Image Source: Amazon |
Running Time: 424 Minutes
Certificate: 15
Number Of Discs: 3
Studio: Fremantle Home Entertainment
Released: March 27 2017
(Thanks to Fetch Publicity for arranging this review.)
Fans who have only discovered wrestling, and primarily WWE, within the last ten years may wonder why the latest personality DVD is based around Diamond Dallas Page. Besides appearances in the 2015 Royal Rumble and the Andre The Giant Memorial Battle Royal at WrestleMania 32, DDP hasn't wrestled for WWE since 2002, and his WWF/WWE run was a disappointment to him and his fans. So, at first glance, it's a confusing choice. However, when you factor in the man's unlikely journey to stardom, his major WCW success, his popularity, his high-standard ring skills and psychology, and the tremendous work he has done to help other people since retiring as a full-time grappler, you realise that DDP is the perfect candidate for the DVD bio treatment.

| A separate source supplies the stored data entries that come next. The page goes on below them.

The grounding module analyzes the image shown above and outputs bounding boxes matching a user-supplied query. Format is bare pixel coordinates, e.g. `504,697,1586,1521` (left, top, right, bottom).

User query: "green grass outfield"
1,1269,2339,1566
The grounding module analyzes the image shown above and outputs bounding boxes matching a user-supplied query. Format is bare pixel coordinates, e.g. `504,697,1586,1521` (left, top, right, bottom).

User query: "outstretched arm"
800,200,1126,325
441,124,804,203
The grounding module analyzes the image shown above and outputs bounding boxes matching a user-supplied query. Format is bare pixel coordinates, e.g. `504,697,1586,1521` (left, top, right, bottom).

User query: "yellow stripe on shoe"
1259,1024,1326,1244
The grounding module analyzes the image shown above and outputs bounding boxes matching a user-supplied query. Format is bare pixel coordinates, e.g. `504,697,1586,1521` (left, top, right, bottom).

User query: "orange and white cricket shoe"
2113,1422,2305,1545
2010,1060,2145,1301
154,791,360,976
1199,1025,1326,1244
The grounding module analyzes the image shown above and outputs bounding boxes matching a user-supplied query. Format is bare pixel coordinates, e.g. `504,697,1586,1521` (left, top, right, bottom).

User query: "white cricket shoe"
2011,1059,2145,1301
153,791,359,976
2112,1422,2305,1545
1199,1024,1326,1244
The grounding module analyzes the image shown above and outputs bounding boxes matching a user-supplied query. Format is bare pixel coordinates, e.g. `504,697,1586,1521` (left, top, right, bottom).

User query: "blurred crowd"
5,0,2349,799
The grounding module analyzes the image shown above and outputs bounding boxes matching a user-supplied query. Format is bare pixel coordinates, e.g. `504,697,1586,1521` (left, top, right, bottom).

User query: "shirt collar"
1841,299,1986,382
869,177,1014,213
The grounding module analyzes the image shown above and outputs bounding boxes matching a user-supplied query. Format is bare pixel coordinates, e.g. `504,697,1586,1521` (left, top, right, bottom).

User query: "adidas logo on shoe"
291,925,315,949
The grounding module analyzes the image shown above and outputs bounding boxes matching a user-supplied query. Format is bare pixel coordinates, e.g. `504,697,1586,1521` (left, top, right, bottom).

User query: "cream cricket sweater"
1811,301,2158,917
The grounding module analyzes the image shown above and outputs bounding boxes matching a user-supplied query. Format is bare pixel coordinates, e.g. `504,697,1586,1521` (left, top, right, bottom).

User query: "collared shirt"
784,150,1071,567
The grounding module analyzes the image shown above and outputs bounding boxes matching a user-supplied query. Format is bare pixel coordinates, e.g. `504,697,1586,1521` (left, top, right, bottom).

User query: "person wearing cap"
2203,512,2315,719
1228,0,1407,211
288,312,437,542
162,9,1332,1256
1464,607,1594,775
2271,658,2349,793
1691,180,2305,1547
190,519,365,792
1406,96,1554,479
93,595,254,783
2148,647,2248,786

The DVD (which unfortunately uses a redone version of Page's theme instead of his WCW theme Self High Five, which in itself was a copy, albeit a very effective one, of Nirvana's Smells Like Teen Spirit) begins with a documentary focusing on the life and times of Dallas. We're told about his initial sports success in college and how working as a bar manager led him, after becoming a wrestling fan of course, to send in trial videos to become a manager in the AWA. Then in his early 30s, DDP spent the next few years in the AWA and later WCW, filling the void left behind by great managers who had moved on whilst developing an over-the-top personality with plenty of gimmick props. As Page states here, in WCW he was told that he wouldn't be used as a manager going forward because he was overshadowing the wrestlers, but that's where DDP's journey really begins.